News reports confirmed this week that President Obama intends to submit the Iran nuclear deal, known as the Joint Comprehensive Plan of Action, to the United Nations Security Council before allowing Congress a chance to scrutinize the deal.

The reaction from Congress was justified outrage.

Rep. Ed Royce, R-Calif., chairman of the House Foreign Affairs Committee, and Rep. Michael McCaul, R-Texas, chairman of the House Homeland Security Committee, in a letter to the president, “It is distressing that your administration would afford Russia and China the opportunity to vote on the final agreement before the American people’s representatives do.”

“The full 60-day review period and parliamentary procedures prescribed by the Iran Nuclear Agreement Review Act should be allowed to play out before action at the Security Council.”

Sen. Bob Corker, R-Tenn., and Sen. Ben Cardin, D-Md., chairman and ranking member, respectively, of the Senate Foreign Relations Committee, also protested, “We are deeply concerned that your administration plans to enable the United Nations Security Council to vote on the agreement before the United States Congress can do the same. Doing so would be contrary to your statement that it’s important for the American people and Congress to get a full opportunity to review this deal … our national security policies are stronger and more effective when they are subject to the scrutiny and transparency that democracy demands.”

The president, however, apparently does not care.

Press reports today, indicate that the Security Council is expected to vote Monday on a resolution endorsing the Iran deal. According to Colum Lynch of Foreign Policy, the draft resolution:

 Instructs states to refrain from taking any actions that would undermine the agreement…

The decision to take the deal to the Security Council before the U.S. Congress has concluded its own deliberations on the agreement places [U.S.] lawmakers in the uncomfortable position of potentially breaching a binding [U.N. Security Council] resolution by voting down the deal…

Under the terms of a U.S. law passed this year, lawmakers can prevent the president from lifting congressional sanctions on Iran, which would blow up the landmark nuclear deal.

However, if a resolution is approved by the Security Council early next week, any president, Democrat or Republican, would be legally bound to enforce its terms.

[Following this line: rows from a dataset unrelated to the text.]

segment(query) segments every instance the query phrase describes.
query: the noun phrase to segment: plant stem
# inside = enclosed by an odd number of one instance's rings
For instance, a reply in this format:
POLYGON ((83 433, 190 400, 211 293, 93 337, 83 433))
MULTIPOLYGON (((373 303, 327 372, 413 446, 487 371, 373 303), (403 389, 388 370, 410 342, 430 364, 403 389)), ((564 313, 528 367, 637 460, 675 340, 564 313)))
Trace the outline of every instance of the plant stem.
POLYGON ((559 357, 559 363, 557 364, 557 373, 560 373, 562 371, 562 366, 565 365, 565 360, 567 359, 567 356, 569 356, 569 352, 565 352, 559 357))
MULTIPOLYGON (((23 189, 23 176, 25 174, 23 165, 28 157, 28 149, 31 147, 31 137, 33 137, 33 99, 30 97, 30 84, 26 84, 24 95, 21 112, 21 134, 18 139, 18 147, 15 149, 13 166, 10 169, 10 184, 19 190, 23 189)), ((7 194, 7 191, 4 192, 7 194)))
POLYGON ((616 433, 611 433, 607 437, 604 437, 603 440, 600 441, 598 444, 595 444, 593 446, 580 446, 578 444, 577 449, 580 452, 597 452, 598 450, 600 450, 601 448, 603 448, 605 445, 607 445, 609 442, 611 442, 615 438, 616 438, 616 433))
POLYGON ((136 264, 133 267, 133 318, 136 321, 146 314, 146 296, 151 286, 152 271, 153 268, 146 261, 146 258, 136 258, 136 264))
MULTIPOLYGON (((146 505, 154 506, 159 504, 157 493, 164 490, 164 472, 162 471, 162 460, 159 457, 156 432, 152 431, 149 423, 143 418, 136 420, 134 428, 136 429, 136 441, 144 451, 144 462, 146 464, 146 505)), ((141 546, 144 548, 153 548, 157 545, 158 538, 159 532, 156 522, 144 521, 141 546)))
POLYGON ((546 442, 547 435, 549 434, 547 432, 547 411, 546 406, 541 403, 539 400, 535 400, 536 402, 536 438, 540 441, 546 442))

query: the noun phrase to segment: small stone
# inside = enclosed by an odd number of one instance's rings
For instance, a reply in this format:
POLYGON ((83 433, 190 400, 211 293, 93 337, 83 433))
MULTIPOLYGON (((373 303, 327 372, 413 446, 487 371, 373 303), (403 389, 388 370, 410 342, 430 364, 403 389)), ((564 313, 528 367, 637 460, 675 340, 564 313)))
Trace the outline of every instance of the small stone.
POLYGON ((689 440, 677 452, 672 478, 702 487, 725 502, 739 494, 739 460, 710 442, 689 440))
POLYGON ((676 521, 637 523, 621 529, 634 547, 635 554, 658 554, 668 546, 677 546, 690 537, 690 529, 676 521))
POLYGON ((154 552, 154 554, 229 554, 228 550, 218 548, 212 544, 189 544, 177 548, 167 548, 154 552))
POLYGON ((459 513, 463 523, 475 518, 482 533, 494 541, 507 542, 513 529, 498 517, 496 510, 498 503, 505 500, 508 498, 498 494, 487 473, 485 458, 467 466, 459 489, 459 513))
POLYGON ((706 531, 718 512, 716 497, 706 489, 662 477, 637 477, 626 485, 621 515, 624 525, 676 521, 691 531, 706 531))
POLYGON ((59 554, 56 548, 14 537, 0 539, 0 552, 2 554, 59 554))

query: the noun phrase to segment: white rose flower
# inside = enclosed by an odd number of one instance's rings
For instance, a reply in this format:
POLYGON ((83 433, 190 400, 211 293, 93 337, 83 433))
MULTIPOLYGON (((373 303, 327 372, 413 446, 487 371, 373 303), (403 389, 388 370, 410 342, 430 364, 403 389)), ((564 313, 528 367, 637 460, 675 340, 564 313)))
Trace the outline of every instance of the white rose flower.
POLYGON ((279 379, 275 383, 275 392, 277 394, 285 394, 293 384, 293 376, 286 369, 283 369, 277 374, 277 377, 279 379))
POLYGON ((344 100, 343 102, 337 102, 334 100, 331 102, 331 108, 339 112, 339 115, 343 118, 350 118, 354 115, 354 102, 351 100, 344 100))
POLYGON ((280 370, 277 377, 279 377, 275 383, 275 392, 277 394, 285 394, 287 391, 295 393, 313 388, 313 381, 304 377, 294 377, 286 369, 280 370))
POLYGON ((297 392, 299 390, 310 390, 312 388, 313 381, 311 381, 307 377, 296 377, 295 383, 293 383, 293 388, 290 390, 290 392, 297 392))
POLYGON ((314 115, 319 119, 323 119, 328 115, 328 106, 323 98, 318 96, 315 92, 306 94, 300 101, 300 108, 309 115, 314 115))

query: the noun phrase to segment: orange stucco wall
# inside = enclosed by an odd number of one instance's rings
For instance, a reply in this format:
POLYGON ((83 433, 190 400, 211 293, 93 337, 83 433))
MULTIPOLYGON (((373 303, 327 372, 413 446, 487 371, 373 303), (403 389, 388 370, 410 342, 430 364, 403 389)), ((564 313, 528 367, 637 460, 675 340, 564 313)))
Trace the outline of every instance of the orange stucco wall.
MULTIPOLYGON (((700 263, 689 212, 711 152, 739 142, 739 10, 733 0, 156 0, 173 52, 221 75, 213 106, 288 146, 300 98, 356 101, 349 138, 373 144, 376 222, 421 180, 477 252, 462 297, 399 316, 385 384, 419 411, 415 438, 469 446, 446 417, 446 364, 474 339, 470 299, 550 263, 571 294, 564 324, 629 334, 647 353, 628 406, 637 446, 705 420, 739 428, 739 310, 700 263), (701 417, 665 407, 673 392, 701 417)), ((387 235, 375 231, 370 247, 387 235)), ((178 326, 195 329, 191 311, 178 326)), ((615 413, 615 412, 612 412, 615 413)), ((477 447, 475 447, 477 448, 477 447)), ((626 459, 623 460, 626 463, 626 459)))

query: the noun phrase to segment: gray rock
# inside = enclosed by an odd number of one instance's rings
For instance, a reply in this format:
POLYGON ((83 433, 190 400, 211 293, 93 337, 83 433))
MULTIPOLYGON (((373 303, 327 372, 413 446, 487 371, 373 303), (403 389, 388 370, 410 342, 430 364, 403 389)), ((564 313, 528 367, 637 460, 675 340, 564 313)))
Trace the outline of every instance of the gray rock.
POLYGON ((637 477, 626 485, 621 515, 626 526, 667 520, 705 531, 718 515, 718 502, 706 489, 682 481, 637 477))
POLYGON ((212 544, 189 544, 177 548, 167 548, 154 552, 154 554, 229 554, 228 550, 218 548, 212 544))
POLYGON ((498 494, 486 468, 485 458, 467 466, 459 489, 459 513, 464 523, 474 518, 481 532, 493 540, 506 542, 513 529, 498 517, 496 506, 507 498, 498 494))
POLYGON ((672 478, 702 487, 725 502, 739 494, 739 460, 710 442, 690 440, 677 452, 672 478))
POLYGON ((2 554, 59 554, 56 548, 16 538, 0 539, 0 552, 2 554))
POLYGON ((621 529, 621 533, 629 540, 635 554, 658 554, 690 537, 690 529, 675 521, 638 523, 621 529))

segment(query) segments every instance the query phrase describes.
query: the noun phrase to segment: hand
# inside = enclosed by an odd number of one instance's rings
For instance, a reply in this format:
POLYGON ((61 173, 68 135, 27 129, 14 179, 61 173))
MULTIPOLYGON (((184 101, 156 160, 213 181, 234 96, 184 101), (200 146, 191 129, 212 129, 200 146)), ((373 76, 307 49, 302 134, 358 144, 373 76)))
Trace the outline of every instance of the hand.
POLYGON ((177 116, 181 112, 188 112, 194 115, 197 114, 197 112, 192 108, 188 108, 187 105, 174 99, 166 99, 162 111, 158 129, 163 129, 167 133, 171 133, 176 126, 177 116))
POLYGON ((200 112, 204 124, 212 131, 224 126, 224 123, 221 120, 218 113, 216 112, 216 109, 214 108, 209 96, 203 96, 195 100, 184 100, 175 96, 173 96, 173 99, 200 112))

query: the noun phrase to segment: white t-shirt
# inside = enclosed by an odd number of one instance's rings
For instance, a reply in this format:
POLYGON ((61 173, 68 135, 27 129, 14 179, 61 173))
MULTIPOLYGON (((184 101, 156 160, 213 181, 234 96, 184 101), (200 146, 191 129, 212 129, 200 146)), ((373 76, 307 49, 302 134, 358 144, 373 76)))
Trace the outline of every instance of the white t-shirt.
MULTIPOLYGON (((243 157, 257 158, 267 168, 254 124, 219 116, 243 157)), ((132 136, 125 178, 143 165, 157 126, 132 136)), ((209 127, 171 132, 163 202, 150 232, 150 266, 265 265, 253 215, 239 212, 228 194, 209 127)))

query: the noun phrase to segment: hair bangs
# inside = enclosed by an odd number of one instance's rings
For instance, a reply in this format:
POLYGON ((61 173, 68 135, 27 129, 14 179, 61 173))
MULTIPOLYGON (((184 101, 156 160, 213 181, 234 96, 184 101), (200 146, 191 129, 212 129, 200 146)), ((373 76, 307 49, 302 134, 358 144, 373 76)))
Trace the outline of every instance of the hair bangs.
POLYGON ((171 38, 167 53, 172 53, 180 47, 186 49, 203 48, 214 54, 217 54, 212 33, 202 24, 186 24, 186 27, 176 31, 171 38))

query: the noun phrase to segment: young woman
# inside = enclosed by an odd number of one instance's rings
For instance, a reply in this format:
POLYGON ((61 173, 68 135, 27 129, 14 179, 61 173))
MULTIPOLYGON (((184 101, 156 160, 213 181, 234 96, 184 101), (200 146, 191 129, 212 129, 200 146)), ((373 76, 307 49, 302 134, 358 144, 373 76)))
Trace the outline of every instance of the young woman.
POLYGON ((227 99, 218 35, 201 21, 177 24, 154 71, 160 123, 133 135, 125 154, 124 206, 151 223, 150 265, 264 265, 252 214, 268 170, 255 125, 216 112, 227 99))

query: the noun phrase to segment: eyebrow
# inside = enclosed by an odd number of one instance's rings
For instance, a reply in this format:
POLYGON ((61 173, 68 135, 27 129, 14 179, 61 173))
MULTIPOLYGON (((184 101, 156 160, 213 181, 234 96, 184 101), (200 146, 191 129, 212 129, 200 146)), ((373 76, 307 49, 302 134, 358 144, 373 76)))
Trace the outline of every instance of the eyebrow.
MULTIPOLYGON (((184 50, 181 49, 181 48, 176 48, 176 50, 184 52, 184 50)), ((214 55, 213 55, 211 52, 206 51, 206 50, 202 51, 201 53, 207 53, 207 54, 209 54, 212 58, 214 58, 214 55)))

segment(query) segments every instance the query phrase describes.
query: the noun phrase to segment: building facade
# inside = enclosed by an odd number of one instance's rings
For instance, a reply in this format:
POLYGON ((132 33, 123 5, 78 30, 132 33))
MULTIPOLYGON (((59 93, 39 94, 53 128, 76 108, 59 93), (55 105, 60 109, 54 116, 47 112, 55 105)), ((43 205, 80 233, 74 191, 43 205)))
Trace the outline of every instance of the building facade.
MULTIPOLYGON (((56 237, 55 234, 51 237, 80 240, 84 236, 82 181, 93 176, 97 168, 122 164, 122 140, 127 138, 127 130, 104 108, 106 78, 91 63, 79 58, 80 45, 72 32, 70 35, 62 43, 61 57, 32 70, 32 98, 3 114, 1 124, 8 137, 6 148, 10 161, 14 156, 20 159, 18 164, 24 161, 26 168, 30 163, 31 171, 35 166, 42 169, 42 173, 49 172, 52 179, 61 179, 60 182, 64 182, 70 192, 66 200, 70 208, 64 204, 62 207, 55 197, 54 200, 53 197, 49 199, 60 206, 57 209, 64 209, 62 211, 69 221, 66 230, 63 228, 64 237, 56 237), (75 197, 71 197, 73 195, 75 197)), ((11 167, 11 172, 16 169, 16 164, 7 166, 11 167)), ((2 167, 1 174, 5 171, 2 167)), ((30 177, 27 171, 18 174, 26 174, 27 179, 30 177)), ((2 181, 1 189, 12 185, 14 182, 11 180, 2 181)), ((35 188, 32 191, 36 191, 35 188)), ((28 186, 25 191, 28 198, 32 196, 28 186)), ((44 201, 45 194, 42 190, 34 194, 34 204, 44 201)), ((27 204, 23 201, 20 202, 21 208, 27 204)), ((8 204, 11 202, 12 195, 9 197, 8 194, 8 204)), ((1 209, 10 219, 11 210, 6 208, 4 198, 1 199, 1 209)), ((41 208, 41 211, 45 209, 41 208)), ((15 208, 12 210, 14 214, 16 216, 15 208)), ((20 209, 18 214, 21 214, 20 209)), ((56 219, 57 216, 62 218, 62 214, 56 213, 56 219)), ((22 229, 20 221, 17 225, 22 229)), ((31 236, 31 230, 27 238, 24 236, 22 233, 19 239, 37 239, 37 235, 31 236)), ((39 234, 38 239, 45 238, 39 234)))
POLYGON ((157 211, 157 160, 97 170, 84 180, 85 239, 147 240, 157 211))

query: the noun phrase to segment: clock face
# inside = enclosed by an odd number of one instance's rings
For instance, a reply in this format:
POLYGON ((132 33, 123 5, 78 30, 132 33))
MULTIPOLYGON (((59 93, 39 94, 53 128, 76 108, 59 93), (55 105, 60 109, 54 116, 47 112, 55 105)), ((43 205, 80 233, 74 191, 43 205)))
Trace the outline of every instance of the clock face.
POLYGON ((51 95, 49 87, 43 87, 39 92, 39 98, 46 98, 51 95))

“If Congress were to veto the deal, Congress—the United States of America—would be in noncompliance with this agreement and contrary to all of the other countries in the world. I don’t think that’s going to happen,” U.S. Secretary of State John Kerry told reporters Tuesday.

This deliberate effort by the president to gut the Iran Nuclear Agreement Review Act of 2015, which Obama signed into law, by utilizing international law in the vehicle of a Security Council resolution is disgraceful.

Equally offensive is the explanation offered by the administration as to why it cannot delay the Security Council vote until after Congress concludes its consideration to the deal.

According to Undersecretary of State Wendy Sherman, “It would have been a little difficult when all of the members of the P5+1 [the other five are Britain, France, Russia, China and Germany] wanted to go to the United Nations to get an endorsement of this—since it is a product of the United Nations process—for us to say, ‘well excuse me, the world, you should wait for the United States Congress.’”

How unfortunate that it would have been a “little difficult” for the president to abide by his commitment to Congress that he signed into law.

What is clear is that the president gives more deference to the U.N. and the Iranian Majlis (parliament), whose ratification of the Additional Protocol to its Comprehensive Safeguards Agreement is required to proceed toward JCPOA implementation, than he does to the U.S. Congress.

The JCPOA should be rejected on its merits, but Congress should also see this issue as a direct attack on its authority. This situation requires more than angry letters.

The president has openly showed his contempt of Congress in this process, Congress should respond in kind and use its authority to block and defund the president’s agenda and priorities.